What I like about this version is the balance of all-purpose flour and salt. It has enough structure to feel dependable, but it still leaves room for the small adjustments I make in a normal home kitchen. If a bowl is a little smaller than I wanted or the oven runs hot, I can still steer the recipe back on track.

The recipe serves 1 and the working rhythm is 10 minutes of prep, 45 minutes of cooking. I am not trying to dress it up with extra steps. I want clear mixing, careful timing, and a finished no yeast bread that tastes like someone paid attention.
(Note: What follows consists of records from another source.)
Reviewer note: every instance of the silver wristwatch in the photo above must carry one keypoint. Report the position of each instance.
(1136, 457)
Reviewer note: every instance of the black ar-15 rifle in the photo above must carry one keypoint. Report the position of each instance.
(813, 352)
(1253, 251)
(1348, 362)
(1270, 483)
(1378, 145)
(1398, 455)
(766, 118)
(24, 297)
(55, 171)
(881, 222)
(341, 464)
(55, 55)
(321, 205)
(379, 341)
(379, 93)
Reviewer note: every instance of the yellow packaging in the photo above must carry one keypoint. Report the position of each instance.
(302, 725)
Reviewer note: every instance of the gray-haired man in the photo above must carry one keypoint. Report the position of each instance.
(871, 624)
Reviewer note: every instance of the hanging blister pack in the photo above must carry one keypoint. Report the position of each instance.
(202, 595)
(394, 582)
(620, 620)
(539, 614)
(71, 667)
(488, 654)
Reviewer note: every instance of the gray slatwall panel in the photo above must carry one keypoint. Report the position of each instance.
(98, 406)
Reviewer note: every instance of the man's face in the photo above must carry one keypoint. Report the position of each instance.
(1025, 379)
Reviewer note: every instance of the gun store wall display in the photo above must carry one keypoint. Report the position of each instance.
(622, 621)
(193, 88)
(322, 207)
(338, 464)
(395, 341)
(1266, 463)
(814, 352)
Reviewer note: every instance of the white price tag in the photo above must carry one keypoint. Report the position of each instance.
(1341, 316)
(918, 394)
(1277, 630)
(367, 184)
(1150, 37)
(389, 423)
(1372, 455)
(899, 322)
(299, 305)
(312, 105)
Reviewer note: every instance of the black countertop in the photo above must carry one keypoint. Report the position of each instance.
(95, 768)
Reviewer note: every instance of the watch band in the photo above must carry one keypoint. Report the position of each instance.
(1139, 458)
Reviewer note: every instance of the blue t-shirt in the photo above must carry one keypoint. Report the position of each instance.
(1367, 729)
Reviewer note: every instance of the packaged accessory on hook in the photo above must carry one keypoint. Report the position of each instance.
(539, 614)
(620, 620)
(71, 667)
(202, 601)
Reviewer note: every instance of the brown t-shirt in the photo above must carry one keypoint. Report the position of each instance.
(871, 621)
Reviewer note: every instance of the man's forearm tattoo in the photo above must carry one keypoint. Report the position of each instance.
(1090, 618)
Why I keep coming back to this

  • The ingredient list is honest.I can see what all-purpose flour is doing instead of hiding it behind extra add-ins.
  • The timing is manageable.10 minutes of prep, 45 minutes of cooking gives me a realistic plan before I begin.
  • It scales into real life.I can make it for family, portion it neatly, and still have leftovers that behave well.
  • The texture tells me when it is ready.I rely on touch, color, and aroma instead of blindly trusting the clock.
  • It welcomes small changes.I can adjust sweetness, seasoning, or toppings without losing the point of the recipe.
  • Cleanup stays reasonable.I keep bowls and pans to a minimum whenever the method allows it.

What I use and why it matters

  • 4 1/4 cups all-purpose flour (531g).This gives the recipe body and helps it hold together when sliced or served.
  • 1 1/2 teaspoons salt.
  • 1 1/2 teaspoons baking soda.It handles structure; I do not rush this ingredient or swap it casually.
  • 4 Tablespoons unsalted butter, melted (1/4 cup; 60g).I melt it gently so it blends into the batter without leaving greasy pockets.
  • 2 Tablespoons honey (43g).It sweetens, but it also affects color and set, so I keep the amount steady.
  • 1 3/4 cups buttermilk (420ml).This is where the richness and smooth texture come from, so I measure it instead of guessing.
  • 1 Tablespoon whole oats and/or coarse sea salt (optional topping).

How I make it

Step 1 — Set up

Preheat oven to 400°F (204°C). There are options for the baking pan. Line a baking sheet with parchment paper or a silicone baking mat, use a seasoned 10-12 inch cast iron skillet, or grease a 9-10 inch cake pan or pie dish. Set aside. Feel free to pre-heat the skillet in the oven too, though that’s not necessary.

Step 2 — Mix the base

Whisk the flour, salt, and baking soda together in a large bowl. Set aside.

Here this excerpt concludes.